Opinion ID: 2218953
Heading Depth: 1
Heading Rank: 9

Heading: Nebraska Considerations

Text: At this point, the question becomes whether the exclusion nonetheless cannot be enforced in this state because it violates some Nebraska statute or public policy. We begin by noting that the owner's estate does not claim any such impediment to enforcement; its analysis of the case proceeds on the premise that the matter is to be resolved entirely under the law of California. In that regard, it is correct. While language can be found comforting to a court which wishes to avoid the application of a rule of law it does not like, see, e.g., Paul v. National Life, 177 W.Va. 427, 352 S.E.2d 550 (1986), it is a rare case in which a claim validly existing under the law of one American state can be said to be so far outside the pale of social, economic, and moral standards currently imposed by our civilization as to be violative of the strong public policy of any sister state. Robert A. Leflar et al., American Conflicts Law § 45 at 145 (4th ed. 1986). Thus, a Tennessee court in Diviney v. Vineyard, No. 01-A-01-9012-CV00458, 1991 WL 66480 (Tenn.App. May 1, 1991), applied the guest statute of Alabama in denying recovery for injuries sustained in an accident that occurred in Alabama; a Missouri court in Bruton v. Shelter Mut. Ins. Co., 748 S.W.2d 379 (Mo.App.1988), applied the law of Arkansas in determining whether the seller owned an automobile involved in an accident in Missouri; and a Texas court in Crisman v.
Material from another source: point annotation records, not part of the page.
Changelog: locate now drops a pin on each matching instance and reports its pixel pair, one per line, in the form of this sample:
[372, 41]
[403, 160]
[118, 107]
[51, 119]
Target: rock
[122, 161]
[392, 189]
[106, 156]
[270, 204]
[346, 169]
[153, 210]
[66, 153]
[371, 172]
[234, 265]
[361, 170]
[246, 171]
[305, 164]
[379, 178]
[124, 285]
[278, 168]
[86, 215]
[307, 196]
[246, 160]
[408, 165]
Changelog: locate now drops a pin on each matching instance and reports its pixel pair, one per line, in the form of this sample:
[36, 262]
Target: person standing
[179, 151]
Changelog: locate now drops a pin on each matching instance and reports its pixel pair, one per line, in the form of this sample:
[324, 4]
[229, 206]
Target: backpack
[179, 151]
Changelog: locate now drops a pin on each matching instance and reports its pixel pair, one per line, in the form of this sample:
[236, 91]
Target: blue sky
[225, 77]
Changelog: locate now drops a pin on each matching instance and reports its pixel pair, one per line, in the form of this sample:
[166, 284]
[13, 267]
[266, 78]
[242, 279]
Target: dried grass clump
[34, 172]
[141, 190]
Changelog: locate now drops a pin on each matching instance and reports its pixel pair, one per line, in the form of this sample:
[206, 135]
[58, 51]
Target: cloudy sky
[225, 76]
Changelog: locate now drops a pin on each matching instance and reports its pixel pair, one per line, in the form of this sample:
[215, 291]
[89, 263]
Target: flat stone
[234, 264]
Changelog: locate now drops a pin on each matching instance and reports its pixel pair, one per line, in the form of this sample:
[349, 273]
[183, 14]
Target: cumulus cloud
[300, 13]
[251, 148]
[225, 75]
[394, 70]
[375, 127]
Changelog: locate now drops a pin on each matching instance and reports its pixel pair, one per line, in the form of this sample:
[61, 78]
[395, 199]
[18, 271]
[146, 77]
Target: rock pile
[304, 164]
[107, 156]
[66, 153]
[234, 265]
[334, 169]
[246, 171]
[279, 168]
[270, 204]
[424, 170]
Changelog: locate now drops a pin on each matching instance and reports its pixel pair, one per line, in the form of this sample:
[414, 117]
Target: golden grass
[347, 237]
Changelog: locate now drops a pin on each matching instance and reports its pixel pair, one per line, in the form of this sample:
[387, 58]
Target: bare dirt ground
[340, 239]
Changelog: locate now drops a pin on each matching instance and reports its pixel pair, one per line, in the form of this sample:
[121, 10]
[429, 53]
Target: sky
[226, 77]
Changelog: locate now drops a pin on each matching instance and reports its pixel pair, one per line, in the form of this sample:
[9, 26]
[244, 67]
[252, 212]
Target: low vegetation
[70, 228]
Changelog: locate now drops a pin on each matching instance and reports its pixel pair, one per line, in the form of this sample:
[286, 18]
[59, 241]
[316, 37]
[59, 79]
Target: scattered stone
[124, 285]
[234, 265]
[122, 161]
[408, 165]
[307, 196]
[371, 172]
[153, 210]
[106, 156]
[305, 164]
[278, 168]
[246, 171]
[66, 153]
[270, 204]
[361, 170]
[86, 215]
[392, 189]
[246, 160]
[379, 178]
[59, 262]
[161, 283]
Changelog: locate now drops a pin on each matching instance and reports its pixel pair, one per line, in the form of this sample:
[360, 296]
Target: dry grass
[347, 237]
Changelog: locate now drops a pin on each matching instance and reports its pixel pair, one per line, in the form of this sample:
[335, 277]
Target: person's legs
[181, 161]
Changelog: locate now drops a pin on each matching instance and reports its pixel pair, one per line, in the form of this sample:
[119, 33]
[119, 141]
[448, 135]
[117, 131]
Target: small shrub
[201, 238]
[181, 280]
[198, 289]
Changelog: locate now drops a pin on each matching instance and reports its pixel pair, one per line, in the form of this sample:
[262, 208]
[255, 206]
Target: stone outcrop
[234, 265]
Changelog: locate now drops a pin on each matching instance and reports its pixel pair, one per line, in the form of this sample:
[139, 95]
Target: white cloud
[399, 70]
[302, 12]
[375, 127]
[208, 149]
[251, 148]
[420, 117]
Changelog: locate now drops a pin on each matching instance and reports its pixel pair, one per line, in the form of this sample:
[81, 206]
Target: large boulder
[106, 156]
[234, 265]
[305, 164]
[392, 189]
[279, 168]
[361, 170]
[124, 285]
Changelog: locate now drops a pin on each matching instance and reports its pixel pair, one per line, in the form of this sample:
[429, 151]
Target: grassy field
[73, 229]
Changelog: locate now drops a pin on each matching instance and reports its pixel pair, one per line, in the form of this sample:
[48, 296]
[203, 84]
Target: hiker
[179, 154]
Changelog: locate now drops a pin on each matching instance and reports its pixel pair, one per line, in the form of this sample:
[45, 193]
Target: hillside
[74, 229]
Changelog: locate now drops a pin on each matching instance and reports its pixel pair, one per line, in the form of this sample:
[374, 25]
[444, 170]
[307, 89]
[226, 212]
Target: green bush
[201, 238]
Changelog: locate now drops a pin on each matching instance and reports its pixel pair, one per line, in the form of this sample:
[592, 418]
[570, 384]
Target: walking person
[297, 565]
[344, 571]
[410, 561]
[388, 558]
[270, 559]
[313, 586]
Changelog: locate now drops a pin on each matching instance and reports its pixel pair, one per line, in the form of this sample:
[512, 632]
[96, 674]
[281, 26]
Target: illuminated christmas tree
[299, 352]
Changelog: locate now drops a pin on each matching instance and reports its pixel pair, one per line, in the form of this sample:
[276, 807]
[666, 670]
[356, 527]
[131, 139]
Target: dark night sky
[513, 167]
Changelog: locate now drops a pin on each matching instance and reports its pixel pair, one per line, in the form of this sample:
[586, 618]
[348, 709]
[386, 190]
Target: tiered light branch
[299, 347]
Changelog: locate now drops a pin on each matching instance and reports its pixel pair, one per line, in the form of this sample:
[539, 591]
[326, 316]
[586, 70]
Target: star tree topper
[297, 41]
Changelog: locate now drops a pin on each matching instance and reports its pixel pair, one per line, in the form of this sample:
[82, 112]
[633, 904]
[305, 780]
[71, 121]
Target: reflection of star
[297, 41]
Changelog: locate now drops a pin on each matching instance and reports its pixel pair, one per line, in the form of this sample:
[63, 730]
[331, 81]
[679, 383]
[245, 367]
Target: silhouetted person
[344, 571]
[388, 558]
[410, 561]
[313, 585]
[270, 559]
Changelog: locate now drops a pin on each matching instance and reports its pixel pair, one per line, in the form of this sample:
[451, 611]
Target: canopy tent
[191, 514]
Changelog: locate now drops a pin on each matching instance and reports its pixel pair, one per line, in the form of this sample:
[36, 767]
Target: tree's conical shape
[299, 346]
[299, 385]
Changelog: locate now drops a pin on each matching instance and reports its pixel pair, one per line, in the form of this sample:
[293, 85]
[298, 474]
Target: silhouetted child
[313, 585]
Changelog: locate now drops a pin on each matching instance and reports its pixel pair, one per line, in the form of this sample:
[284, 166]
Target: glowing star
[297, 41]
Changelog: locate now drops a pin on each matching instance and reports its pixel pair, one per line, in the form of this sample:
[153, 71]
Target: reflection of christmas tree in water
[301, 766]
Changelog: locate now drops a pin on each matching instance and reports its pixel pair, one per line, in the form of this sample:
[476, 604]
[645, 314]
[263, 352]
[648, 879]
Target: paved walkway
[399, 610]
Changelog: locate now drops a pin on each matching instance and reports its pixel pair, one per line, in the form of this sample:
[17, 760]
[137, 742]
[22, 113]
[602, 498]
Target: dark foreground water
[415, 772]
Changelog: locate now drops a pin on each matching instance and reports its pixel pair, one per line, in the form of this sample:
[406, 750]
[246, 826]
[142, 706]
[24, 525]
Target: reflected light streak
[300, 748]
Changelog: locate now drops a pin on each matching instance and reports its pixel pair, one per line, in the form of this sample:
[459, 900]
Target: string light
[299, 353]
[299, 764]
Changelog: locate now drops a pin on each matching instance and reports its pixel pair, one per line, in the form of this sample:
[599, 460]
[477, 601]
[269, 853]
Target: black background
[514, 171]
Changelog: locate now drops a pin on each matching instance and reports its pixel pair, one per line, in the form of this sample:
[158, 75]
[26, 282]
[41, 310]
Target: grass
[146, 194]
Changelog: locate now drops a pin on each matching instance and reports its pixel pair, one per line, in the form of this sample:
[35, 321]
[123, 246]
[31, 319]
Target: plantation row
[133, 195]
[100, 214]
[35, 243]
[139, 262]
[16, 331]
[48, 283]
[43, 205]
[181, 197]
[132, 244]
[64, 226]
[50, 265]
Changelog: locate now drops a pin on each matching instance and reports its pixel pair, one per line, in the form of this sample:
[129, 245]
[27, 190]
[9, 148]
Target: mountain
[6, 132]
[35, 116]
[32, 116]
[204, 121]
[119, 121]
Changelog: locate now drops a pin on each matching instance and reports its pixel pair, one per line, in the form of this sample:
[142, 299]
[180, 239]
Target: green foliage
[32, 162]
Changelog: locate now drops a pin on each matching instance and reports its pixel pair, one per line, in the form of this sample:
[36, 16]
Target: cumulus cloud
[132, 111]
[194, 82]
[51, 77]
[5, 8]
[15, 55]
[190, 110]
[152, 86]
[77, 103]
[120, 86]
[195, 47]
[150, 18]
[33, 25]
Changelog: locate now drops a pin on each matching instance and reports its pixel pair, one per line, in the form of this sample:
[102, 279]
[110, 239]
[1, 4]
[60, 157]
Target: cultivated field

Cooper Industries, 748 S.W.2d 273 (Tex.App.1988), applied Florida's statute of repose in a products liability suit brought on behalf of the family of a decedent who was killed when a pickup truck with an allegedly poorly marked trailer pulled in front of the vehicle in which the decedent was riding as a passenger in Florida. Indeed, not only does the owner's estate not point to any Nebraska statute or other source of Nebraska public policy which denies enforceability to the subject exclusion, we have approved a similar exclusion in a policy of insurance issued in Nebraska. See Allstate Ins. Co. v. Farmers Mut. Ins. Co., 233 Neb. 248, 444 N.W.2d 676 (1989) (the court ruled enforceable an exclusion from protection for bodily injury to the insured or any member of the family of the insured residing in the same household as the insured).